Saya mengenal Kartini sewaktu di sekolah dasar. Tiap tahun kita murid – murid di SD kami memperingati hari kartini dengan memakai kostum baju adat daerah. Guru – guru pun hanya menjelaskan kalau kita memperingati hari lahir seorang pahlawan emansipasi wanita. kalau sekarang dipikir – pikir lucu juga kita anak – anak SD memperingati hari seorang pahlawan emansipasi wanita dengan memakai pakaian adat daerah nusantara.

Kartini dilahirkan di Jepara pada tahun 1879 sebagai seorang putri berdarah ningrat Jawa. Sebagai seorang priyayi Kartini bersyukur mempunyai bapak seorang bupati dan kakek yang memperhatikan pendidikan putra – putrinya. Sampai umur 12 tahun Kartini sekolah di ELS (setingkat SD) sehingga beliau mampu membaca dan menulis dalam bahasa Belanda.

Keahlian literasi ini yang membakar semangat Kartini untuk berpetualang dalam karya – karya tulis Belanda. Pikirannya melayang dan ingin berontak untuk lepas dari pingitan adat wanita Jawa. Tidak sedikit karya – karya literasi Belanda berupa buku, majalah, koran yang habis ditelan oleh Kartini di masa remajanya. Tidak luput juga dibacanya karya – karya Multatuli yang banyak mengangkat isu sosial masyarakat yang terjajah di tanah nusantara zaman kolonial Hindia Belanda.

Dari bacaan tersebut muncul semangat pemberontakan Kartini terhadap feodalisme kaum kolonial yang diteruskan oleh kaum adat Jawa terhadap dirinya yang seorang wanita. Walaupun seorang priyai tetapi Kartini sangat peduli sekali dengan penderitaan seorang wanita apalagi wanita dari kalangan rakyat biasa yang sama sekali tidak punya kesempatan untuk mengubah nasibnya sebagai warga kelas dua.

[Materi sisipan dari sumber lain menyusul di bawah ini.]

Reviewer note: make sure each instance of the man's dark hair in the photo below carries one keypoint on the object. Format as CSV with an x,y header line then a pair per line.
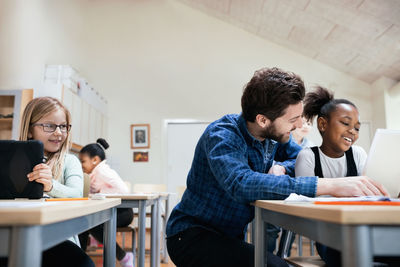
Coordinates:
x,y
270,92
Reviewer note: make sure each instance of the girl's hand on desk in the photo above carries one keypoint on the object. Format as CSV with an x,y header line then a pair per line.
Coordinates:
x,y
350,187
42,174
277,170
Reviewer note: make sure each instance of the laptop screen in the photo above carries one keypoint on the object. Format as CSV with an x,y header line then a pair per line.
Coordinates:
x,y
383,162
17,159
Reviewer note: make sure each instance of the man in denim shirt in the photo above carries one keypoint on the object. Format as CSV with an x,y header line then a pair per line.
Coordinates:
x,y
233,167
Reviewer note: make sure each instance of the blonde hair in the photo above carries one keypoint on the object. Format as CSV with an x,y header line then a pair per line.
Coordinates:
x,y
35,110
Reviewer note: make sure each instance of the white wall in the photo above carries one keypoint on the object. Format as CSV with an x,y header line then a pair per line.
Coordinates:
x,y
152,60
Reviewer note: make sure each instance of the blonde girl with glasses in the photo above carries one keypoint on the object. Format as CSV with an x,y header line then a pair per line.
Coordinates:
x,y
46,119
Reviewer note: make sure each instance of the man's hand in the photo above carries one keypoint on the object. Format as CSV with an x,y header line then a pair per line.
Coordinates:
x,y
277,170
350,187
42,174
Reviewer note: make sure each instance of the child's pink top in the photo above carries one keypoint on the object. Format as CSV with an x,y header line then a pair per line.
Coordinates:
x,y
105,180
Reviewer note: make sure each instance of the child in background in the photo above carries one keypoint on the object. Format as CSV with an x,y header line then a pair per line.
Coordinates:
x,y
105,180
46,119
339,125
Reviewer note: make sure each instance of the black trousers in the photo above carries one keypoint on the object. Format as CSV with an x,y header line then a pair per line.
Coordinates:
x,y
65,254
124,218
200,247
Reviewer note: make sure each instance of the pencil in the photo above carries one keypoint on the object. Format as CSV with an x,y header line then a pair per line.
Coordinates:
x,y
372,203
67,199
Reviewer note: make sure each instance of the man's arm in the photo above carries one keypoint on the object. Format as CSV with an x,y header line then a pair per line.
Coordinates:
x,y
286,155
228,160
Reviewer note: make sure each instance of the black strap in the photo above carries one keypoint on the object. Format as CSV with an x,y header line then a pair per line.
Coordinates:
x,y
317,168
351,165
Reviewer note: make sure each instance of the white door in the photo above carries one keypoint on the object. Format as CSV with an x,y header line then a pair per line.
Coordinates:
x,y
182,138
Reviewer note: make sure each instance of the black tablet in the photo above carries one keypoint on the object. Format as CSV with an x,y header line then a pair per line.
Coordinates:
x,y
17,159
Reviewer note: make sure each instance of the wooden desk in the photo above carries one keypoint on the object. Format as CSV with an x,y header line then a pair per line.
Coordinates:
x,y
358,231
141,201
164,196
27,230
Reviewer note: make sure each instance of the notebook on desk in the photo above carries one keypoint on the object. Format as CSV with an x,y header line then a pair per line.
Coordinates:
x,y
17,159
383,162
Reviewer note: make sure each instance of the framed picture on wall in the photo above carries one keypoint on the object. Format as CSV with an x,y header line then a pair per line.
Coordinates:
x,y
140,156
140,136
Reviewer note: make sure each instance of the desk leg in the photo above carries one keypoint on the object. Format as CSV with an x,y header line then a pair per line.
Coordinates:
x,y
259,239
165,253
155,238
142,232
109,233
26,246
356,244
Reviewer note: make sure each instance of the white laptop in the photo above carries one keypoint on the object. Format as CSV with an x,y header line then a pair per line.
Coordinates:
x,y
383,162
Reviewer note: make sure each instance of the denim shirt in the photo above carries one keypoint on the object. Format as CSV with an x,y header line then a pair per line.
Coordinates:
x,y
228,172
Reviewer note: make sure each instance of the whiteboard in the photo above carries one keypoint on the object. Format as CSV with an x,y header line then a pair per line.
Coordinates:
x,y
182,139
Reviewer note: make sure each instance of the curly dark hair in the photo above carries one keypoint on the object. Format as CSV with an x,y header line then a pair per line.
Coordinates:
x,y
96,149
269,92
321,103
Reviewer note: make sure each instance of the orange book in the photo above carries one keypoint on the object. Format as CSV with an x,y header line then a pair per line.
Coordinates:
x,y
67,199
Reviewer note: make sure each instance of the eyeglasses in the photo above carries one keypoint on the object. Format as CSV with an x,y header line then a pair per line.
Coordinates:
x,y
50,127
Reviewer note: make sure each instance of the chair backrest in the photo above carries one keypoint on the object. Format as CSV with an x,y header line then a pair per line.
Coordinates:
x,y
86,185
149,188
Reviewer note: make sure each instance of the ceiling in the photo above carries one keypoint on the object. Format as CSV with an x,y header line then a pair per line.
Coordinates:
x,y
358,37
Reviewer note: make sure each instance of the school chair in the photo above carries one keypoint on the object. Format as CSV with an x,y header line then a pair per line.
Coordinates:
x,y
129,229
86,185
156,188
300,260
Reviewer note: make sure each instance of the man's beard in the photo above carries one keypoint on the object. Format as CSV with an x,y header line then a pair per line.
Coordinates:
x,y
272,133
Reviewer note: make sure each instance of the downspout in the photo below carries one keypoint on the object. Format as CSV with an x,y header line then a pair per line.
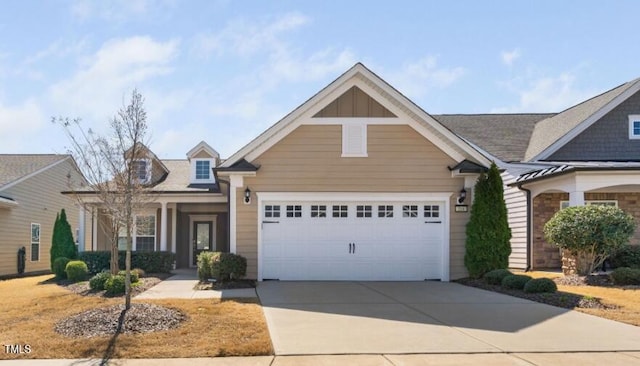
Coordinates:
x,y
529,227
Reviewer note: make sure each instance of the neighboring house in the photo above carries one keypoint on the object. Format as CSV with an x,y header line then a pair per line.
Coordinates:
x,y
30,198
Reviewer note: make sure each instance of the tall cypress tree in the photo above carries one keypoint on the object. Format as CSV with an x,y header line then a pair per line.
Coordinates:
x,y
488,232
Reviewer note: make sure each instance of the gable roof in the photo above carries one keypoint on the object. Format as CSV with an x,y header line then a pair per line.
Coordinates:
x,y
552,133
370,83
504,136
13,167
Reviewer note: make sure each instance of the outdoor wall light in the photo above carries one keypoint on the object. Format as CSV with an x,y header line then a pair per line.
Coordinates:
x,y
247,196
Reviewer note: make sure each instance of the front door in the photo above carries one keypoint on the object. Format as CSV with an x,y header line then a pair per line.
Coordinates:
x,y
202,235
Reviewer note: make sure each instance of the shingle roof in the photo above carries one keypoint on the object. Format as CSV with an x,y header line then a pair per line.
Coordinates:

Zaman itu rakyat biasa khususnya kaum wanita tidak hanya terjajah secara fisik tetapi juga terjajah secara intelektual. Rakyat nusantara sebagian besar buta huruf. Sekolah hanya eksklusif didirikan dan dijalankan oleh pihak kolonial. Pesantren – pesantren pun dijaga ketat dan dibatasi pengajarannya karena dikhawatirkan muncul pemberontak – pemberontak baru berhaluan Islam seperti Pangeran Diponegoro dan Imam Bonjol.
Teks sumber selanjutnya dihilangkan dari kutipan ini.